Kayla Padilla, Kaitlyn Davis help JuJu Watkins spur USC to blowout of Arizona – Daily News

LOS ANGELES — Jada Williams was the pest who wouldn’t leave, the nagging fly in JuJu Watkins’ ear, buzzing and hovering and visibly frustrating one of the best scorers in the nation.

Williams had seen, firsthand, the devastation Watkins could bring, the two meetings as seniors last year when Williams’ La Jolla Country Day team fell in a heavyweight prep matchup to Watkins and Sierra Canyon. And now-Arizona freshman Williams operated on Monday night as the head of a string of Wildcat defenders shadowing Watkins in the halfcourt, never letting the 6-foot-2 threat out of her sight, keeping one point of contact to Watkins at all times and visibly annoying the USC freshman.

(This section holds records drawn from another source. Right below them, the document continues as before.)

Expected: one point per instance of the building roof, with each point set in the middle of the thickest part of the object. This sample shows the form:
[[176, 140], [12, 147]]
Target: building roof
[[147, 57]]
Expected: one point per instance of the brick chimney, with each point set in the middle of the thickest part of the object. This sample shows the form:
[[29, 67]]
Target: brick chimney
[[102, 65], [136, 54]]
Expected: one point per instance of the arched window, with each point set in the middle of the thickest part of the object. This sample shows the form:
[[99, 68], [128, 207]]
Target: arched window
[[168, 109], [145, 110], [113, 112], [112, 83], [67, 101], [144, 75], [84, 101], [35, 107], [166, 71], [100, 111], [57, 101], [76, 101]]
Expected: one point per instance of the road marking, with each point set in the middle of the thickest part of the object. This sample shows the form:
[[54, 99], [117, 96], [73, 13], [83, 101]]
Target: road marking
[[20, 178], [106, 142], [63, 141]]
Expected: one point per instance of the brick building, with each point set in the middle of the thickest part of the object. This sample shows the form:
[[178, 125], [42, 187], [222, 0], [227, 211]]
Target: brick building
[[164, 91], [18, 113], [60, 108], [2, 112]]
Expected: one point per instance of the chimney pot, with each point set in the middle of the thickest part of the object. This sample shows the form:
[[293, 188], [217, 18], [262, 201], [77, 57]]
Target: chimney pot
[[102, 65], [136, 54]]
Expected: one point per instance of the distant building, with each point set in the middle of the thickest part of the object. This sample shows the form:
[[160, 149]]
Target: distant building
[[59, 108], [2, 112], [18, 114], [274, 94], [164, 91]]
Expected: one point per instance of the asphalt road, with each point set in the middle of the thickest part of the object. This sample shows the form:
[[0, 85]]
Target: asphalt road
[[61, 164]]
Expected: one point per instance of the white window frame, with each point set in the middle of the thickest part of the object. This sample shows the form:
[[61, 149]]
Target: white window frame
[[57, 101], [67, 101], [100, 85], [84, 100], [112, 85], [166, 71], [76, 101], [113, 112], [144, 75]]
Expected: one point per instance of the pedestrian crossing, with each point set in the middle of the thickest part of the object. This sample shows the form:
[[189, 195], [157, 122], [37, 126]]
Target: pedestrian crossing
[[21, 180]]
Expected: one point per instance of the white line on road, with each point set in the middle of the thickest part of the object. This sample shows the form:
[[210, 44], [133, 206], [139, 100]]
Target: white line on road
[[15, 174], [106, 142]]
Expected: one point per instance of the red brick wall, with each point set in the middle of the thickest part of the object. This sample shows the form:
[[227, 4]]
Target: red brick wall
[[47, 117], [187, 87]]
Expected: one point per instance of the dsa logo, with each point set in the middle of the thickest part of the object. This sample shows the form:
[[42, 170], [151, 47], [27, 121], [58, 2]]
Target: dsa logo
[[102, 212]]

They threw the entire toolkit at Watkins and USC coach Lindsay Gottlieb, part of a rotating array of Pac-12 defenses, each with its own unique directive on containing a player who came into the night averaging 37 points across her last three games. Williams face-guarded Watkins, and multiple Wildcats stepped into the lane when she was on the perimeter, visibly daring any other USC shooter to beat them.

And they were beaten.

After USC’s victory over UCLA in mid-January, Gottlieb affectionately dubbed her group “JuJu and the Nerds,” a slew of Ivy League transfers supporting Watkins’ heliocentric efforts in USC’s offense. Those nerds, though, pack a mighty punch – and Kayla Padilla, Kaitlyn Davis and McKenzie Forbes stole the spotlight in an 81-64 victory over Arizona (12-12 overall, 4-8 Pac-12) at the Galen Center, a massive step in conference play for a 10th-ranked USC team (18-4, 8-4) that is continuing to show it can win in a variety of ways.

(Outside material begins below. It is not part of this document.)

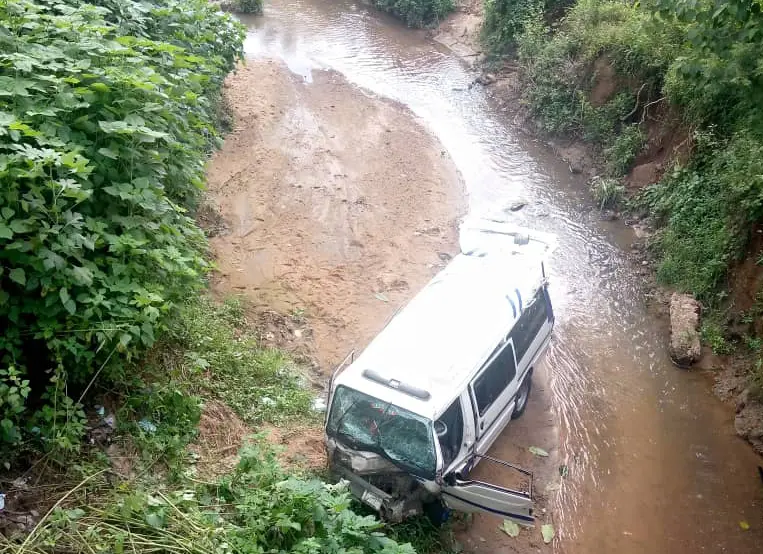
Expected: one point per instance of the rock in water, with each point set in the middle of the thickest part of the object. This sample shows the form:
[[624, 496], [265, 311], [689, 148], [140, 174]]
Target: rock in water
[[685, 348]]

“JuJu is so spectacular that people are going to come with all kinds of game plans, right,” Gottlieb said postgame. “And I think we’re showing that she’s hard to stop from scoring, but we also have other players that are super dangerous.”

In the second quarter, with Arizona taking a four-point lead and wholly content to let USC swing the ball on the perimeter to anyone not named Watkins, Penn transfer Padilla drained back-to-back 3-pointers – followed immediately by one from Forbes to give USC a lead it would never relinquish. And in the third quarter, Davis’ energy gave the Trojans a massive lift, a do-the-dirty-work forward getting some shine.

Less than a minute into the frame, she faced up for a smooth lefty jumper. On Arizona’s next possession down, she skied for an incredible anticipatory steal, dropping it off to a driving Watkins to draw a foul. And a few seconds later, she snatched a wayward layup from Watkins and kicked to Padilla for the senior’s fourth 3-pointer of the night, a 7-0 swing created almost entirely by Davis

“We can’t beat anyone in this league without being a multiple-effort team,” Gottlieb said, “and she’s like the queen of multiple-effort.”

Watkins finished with 32 points, but she shot 9 for 23 from the field and committed seven turnovers, clearly bothered at times by the Wildcats’ defensive alignment. Padilla’s 15 points (all from 3-point range) and seven assists, then, were sorely needed, the senior continuing to hit massive shots and control the game for USC in massive moments. After the game, she received a hearty embrace from Cheryl Miller, the USC great pulling Padilla close and whispering encouragement into her ear.

“Never would I have thought last year, I would have been in the position to play a big Monday game, to get a hug from Cheryl Miller,” Padilla said postgame, eyes wide and awestruck.

After a quiet first half, inside presence Rayah Marshall got going in the fourth quarter to finish with 12 points and 10 rebounds, and Forbes added three triples as USC won its fourth straight.

FACTS AND FIGURES

Watkins scored nine points in the third when the Trojans outscored the Wildcats 23-11 to take a 60-44 lead after leading by two early in the period. … She made all 12 of her free throws and also had seven rebounds and four assists in a game-high 38 minutes. … It was Watkins’ ninth 30-point game of the season, breaking the program record of eight set by Cherie Nelson in 1988-89. … The Trojans were outrebounded 17-11 by the conference’s worst rebounding team in the first half before asserting themselves after halftime. They finished with a 34-29 edge on the boards.